Data Virtualization Aids Healthcare Preparedness

Data Virtualization Aids Healthcare Preparedness

April 13, 2020

Denodo Senior VP and Chief Marketing Officer Ravi Shankar discusses why data virtualization in healthcare may be key to pro-actively manage future pandemics.

By Ravi Shankar

The current hysteria surrounding the COVID-19 pandemic has amplified the need for effective data management in the healthcare industry.

Outbreaks are even harder to manage or overcome when there is lack of pertinent information made available to doctors and medical workers at the point of care.

Public health organizations also need accurate information in a timely manner so that decisions can be made quickly to contain outbreaks. Similarly, broader government agencies need information so that they can help mitigate trade shortcomings and strengthen supply chains.

Currently, patient data is stored in different systems. Within a medical facility, data belonging to the same patient may be stored in Electronic Health Record (EHR) systems, Electronic Medical Record (EMR) systems, clinic computers, medical record offices, and so on.

In addition, many modern healthcare organizations, especially private ones, store some of their data in servers on their premises, some in the cloud, and also in facilities owned by cloud service providers.

Then there is geographically specific data, which is crucial for bringing virus spread under control.
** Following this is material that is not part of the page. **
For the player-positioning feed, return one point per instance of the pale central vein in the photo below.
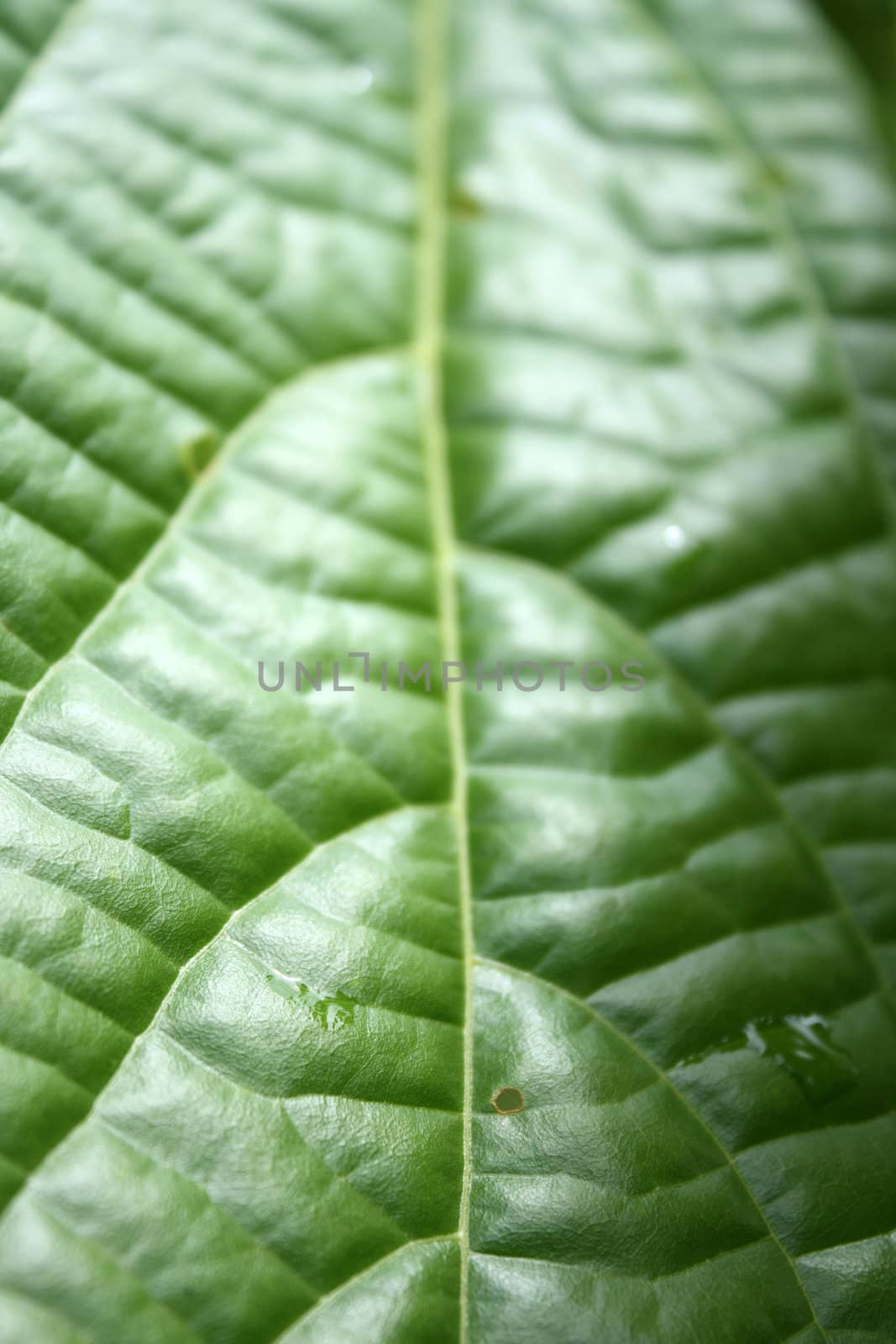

Medical and emergency workers need information such as the locations of virus spread flashpoints and epicentres, availability of resources in different area hospitals, and cluster locations and contact tracing.

Unfortunately, geo-specific data is currently often stored in silos by local authorities, such as municipal offices and provincial or state government offices. Calling up and integrating the data takes resources and time – things that we are often short of in an outbreak scenario.
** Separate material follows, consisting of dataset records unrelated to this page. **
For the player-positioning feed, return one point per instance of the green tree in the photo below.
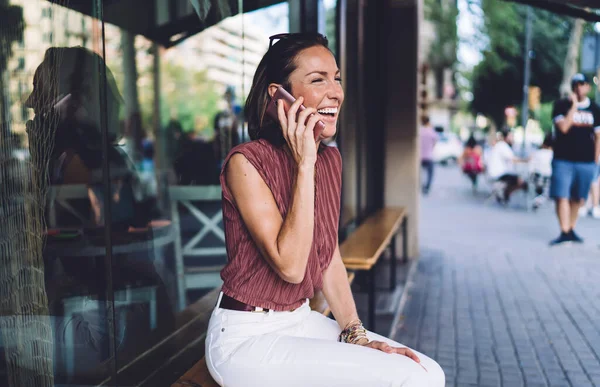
(442, 53)
(497, 79)
(190, 96)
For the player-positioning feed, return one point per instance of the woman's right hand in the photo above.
(299, 134)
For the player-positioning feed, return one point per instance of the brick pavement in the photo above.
(492, 303)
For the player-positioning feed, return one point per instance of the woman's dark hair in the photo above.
(471, 142)
(275, 67)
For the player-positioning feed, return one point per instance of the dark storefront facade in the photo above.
(115, 117)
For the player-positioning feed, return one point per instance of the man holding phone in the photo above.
(576, 150)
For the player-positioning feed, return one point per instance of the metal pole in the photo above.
(597, 65)
(527, 75)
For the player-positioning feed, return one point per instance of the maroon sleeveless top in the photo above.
(247, 277)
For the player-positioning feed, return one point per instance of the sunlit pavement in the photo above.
(492, 302)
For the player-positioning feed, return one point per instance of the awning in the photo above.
(166, 22)
(584, 9)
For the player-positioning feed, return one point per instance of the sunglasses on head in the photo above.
(275, 38)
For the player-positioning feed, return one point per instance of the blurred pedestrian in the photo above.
(471, 160)
(592, 207)
(576, 150)
(429, 138)
(540, 169)
(501, 165)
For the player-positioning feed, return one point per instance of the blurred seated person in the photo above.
(68, 112)
(540, 168)
(501, 165)
(471, 161)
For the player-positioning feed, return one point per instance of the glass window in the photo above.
(110, 208)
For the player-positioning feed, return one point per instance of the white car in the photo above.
(448, 148)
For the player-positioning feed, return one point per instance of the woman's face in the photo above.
(317, 79)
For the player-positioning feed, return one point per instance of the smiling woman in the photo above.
(281, 205)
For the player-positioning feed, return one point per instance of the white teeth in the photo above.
(328, 111)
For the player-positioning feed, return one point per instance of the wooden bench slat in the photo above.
(198, 374)
(362, 249)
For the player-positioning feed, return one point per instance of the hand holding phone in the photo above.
(288, 100)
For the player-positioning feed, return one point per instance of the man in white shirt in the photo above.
(500, 164)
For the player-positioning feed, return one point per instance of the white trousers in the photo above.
(300, 348)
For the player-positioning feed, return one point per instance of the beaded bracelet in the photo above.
(354, 334)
These obstacles can inhibit quick decision making and fast action required to control virus spread. The challenges highlight the need for integrated information across the healthcare sector.

Integrated information that can be delivered to the right people – emergency respondents, healthcare workers, government planners – at a time when it matters most is crucial when battling an outbreak.

Useful information is accurate information that arrives in time.

Right when a patient arrives at a hospital’s emergency department, medical workers need information such as the patient’s medical history and drug allergies. They need access to patient data for diagnosis and treatment decisions (as well as research to learn more about the virus).

Healthcare organizations need timely information to deploy workers, allocate and plan medical supplies and other resources. Especially in a large-scale pandemic, they need the information to plan for and manage large number of patients and suspect cases.

At the government level, timely information allows officials to manage the complexity of contact tracing. Government officials also need the information to make fast decisions, such as the need for crowd control and actions to allay fear and prevent panic amongst the general public.

The World Health Organization established the Public Health Emergency Operations Centre Network (EOC-NET) in 2012. The intention was to identify and promote best practices and standards for EOCs and provide support to EOC capacity building in member countries.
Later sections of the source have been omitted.